The truth was she and Lulu didn’t belong there. When she’d come to gay bars with Max, it had been different, but they had no friends here other than Kevin who they met up with by chance. She saw for the first time how brazen their presence there was, not that anyone would have cared if Leigh had not had the audacity to let herself be dragged into the corner by Mehran.
“Seriously,” she said, her voice void of conviction. The truth was she wasn’t going to stop him, whatever he did, so her plea was as much for him to save her from herself as from him.
“Come on,” he said, grabbing her hand and pulling her behind him across the dance floor; people yielded a path as they made their way through. Leigh could sense the gaze of the on-lookers, could practically hear their eyes pivoting in their sockets.
“Wait here,” he said as they approached the door to one of the single occupancy bathrooms; he disappeared inside. She did as she was told. She didn’t know where Lulu was and was somehow afraid that if she looked out across the crowd and found her, she would make Leigh leave. What was he doing in there, drugs? He didn’t seem like he was on anything but maybe that’s why he was in there doing some now. Or…how could she know what he was doing? What was she doing?
“Don’t worry baby,” came a low voice from behind her, “he’ll be back.” Leigh nodded her head tentatively at the tall, black, bearded drag queen who leaned down off the staircase toward her. The drag queen smiled and continued up the stairs. An ally at last, she thought. The door to the bathroom opened; Mehran reached his hand out. The several people standing outside the door looked away, surprisingly discreet all of a sudden.
He closed and locked the door behind them.
“Sure,” she said. Being in a confined space with him made her breathless.
“So is your boyfriend going to be angry about this?” he said, his voice was playful but earnest at the same time. He smiled but she knew it was a real question. He was leaning into her with his palms outstretched on the wall on either side of her.
“Oh I don’t have a boyfriend,” she said.
“Really?” he said with a note of genuine surprise.

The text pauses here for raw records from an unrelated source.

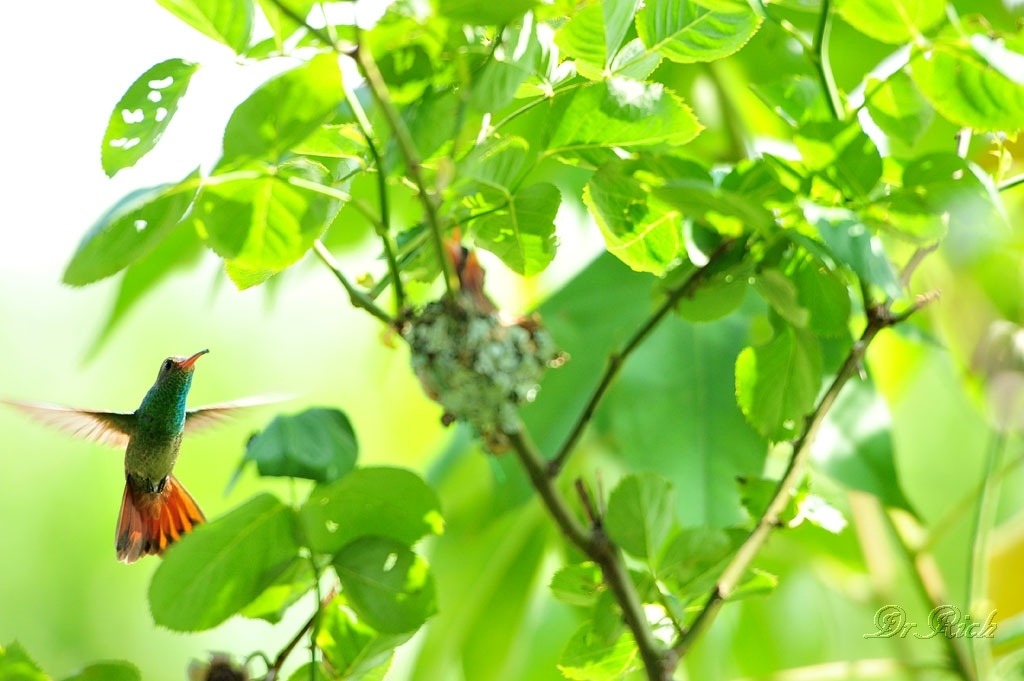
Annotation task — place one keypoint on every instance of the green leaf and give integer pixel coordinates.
(353, 649)
(133, 227)
(824, 296)
(227, 22)
(143, 113)
(522, 233)
(284, 111)
(589, 656)
(15, 665)
(940, 192)
(634, 60)
(779, 292)
(389, 587)
(854, 246)
(855, 444)
(623, 113)
(692, 559)
(843, 153)
(482, 12)
(383, 502)
(223, 565)
(265, 219)
(293, 583)
(717, 296)
(685, 31)
(583, 38)
(317, 673)
(756, 494)
(641, 513)
(617, 17)
(281, 23)
(797, 100)
(892, 22)
(898, 108)
(967, 89)
(641, 231)
(513, 60)
(316, 444)
(710, 441)
(776, 383)
(578, 585)
(105, 671)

“Really. And what about your boyfriend? I mean that it is, if you’re, I mean…” she felt her face get hot.
“No boyfriend,” he said, the picture of calm.
He smiled and hunched his shoulders, coming down to kiss her. She receded until her back hit the wall. The lights in the bathroom seemed very bright all of a sudden. He gently tugged the straps of her dress down and she repositioned her shoulders to help him. He kissed down her chest, leaving a sheen of saliva that chilled her skin as he moved his lips away. She grappled for the light and turned it off. He pushed against her, and she tried to stabilize herself as he pushed her legs apart and pulled up the hem of her dress. She suddenly felt it was more terrifying to have the lights off than on and reached out once again for the switch. He laughed, “Better, I think.”
“So, wait,” she said, her breath short and her voice higher than normal, “you like boys and girls, is that it?”
“No,” he said, “only boys.” He kissed her. The softness of his tongue on hers made her thoughts dissolve.
“I don’t know,” he said; she felt his hand reaching up between her thighs and suddenly felt a pulsing void between her legs, felt keenly aware that she wore nothing beneath her dress; that there was no obstruction. “This has never happened.”
He slipped his finger inside her and she involuntarily gasped. She struggled to stay standing on her heels as he worked his fingers tentatively inside her. If she was the unaccustomed territory and he the neophyte, then why was she so nervous and he so seemingly relaxed?
To her astonishment, astonishment that bordered on horror, he got to his knees; she tried to grasp at some piece of sense, some piece of discretion that was floating just beyond the cloud of intoxication of him and the alcohol.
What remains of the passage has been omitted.